I ran into a friend at the gym yesterday morning. He is retired and is one of those types that looks at and worries about his portfolio every day. So he stops me and exclaims “Bob….did you see [xyz morning financial show] this morning?! It’s all doom and gloom ! We’re hosed!....” Of course, this gentlemen, whose intelligence I respect, is pretty much entirely in cash now and has been for some time.
So why is my friend all in cash? Fear. True, the xyz morning financial show was highlighting all the negatives that morning: Europe, Greece, Spain, fiscal cliff, high unemployment, etc. We agree these are serious issues, but the media always highlights the negative, and why not? Negativity sells, it provokes anxiety that keeps people watching….and that sells commercials (remember, the financial news media is in business to make money selling commercials, not providing quality investment advice).
Now, I am not saying my friend is wrong to be primarily in cash. If he sleeps better at night that is important and he may be correct that it is the end of the world. But we doubt it.
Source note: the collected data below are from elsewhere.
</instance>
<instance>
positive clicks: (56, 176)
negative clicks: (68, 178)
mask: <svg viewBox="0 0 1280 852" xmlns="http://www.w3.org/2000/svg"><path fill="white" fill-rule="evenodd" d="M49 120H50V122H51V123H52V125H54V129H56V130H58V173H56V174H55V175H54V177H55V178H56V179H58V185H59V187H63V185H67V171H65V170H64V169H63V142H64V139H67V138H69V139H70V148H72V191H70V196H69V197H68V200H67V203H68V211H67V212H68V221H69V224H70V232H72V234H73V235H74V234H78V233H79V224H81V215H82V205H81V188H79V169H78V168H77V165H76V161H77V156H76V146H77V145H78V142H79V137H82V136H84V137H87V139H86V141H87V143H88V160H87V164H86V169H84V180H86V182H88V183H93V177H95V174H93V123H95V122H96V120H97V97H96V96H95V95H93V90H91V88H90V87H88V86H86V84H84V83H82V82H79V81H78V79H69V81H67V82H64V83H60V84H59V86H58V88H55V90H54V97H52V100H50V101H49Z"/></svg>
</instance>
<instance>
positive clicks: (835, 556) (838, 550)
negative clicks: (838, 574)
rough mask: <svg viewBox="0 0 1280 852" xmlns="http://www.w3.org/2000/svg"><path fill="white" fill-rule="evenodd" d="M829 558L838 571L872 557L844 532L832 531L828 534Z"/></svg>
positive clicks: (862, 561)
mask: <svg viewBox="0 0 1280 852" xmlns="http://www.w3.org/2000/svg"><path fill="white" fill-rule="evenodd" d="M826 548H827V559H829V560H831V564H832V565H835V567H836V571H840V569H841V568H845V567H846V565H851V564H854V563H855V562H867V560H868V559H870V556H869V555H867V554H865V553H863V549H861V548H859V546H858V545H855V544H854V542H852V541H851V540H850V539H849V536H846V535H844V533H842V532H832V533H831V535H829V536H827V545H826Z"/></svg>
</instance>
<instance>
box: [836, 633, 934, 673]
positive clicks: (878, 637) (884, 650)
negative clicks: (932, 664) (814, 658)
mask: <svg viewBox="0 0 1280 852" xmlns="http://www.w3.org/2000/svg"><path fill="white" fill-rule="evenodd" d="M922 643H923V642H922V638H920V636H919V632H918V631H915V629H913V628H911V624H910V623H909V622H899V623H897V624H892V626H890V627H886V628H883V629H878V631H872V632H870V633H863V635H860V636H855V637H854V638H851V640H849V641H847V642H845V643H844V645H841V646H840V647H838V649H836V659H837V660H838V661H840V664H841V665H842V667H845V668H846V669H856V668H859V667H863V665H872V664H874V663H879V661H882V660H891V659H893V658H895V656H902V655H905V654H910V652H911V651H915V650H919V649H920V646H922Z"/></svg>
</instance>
A few points we would make with respect to all this:
1. Recent investor surveys reflect a very low level of bullish sentiment currently, levels that many times in the past have proven to be a bullish contrary indicator for stocks.
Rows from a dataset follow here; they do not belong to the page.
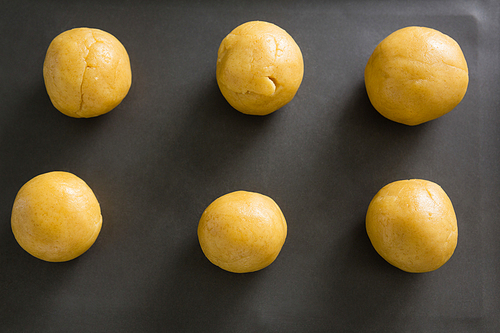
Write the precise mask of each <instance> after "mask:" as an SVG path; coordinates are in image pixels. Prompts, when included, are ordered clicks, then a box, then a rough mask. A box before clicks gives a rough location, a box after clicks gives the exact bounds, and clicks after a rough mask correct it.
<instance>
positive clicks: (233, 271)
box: [198, 191, 287, 273]
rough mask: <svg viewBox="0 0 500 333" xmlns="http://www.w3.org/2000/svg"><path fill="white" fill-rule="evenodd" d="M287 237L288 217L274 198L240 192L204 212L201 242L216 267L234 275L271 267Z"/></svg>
mask: <svg viewBox="0 0 500 333" xmlns="http://www.w3.org/2000/svg"><path fill="white" fill-rule="evenodd" d="M286 234H287V225H286V221H285V217H284V216H283V213H282V212H281V210H280V208H279V207H278V205H277V204H276V203H275V202H274V200H272V199H271V198H269V197H267V196H265V195H262V194H259V193H254V192H246V191H237V192H232V193H229V194H226V195H223V196H222V197H220V198H218V199H217V200H215V201H214V202H212V203H211V204H210V205H209V206H208V207H207V209H206V210H205V211H204V212H203V214H202V216H201V219H200V222H199V225H198V239H199V241H200V245H201V249H202V250H203V253H204V254H205V256H206V257H207V258H208V260H210V261H211V262H212V263H213V264H215V265H217V266H219V267H220V268H222V269H225V270H227V271H230V272H234V273H248V272H254V271H257V270H260V269H262V268H264V267H267V266H268V265H270V264H271V263H272V262H273V261H274V260H275V259H276V257H277V256H278V254H279V252H280V251H281V248H282V246H283V244H284V243H285V238H286Z"/></svg>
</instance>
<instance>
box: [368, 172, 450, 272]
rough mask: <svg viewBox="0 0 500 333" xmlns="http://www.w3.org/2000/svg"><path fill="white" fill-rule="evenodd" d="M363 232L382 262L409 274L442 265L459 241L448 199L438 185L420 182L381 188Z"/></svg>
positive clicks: (420, 271)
2. Stock valuations are not excessive and many sectors in the market remain attractively valued.
3. Monetary conditions, namely Federal Reserve policy, remain accommodative, which historically has been positive for stocks.
4. The U.S. corporate sector, reflected in profit margins and cash flow, is very healthy currently, and corporate earnings are forecast to grow this year and next.
5. We believe Congress will address the fiscal cliff issue.
6. We believe Europe will find a way out of its ugly morass.
7. No question, the general risk environment is higher than normal, but ‘twas ever thus…..there are always risks in investing and no one has a perfect crystal ball, but historically the best time to invest is when there is rampant fear and uncertainty.
So should we all be like my friend and be all in cash now? From a financial planning perspective, we believe there are ways to capture what we believe is an attractive risk/reward for stocks while being able to sleep at night. How?
1. Have a solid financial plan that provides sound spending, savings, and investment roadmaps.
2. Diversify your investment holdings in order to capture returns of multiple market sectors and also reduce portfolio volatility.
3. Establish an asset allocation that allows you to capture the growth opportunity in equities while also reflecting your risk tolerance.
4. Focus your equity investments on quality, dividend-paying and undervalued sectors of the market.
5. If you are baffled by the market and are uncomfortable with handling your own investments, seek the advice of a qualified and experienced financial planner or advisor.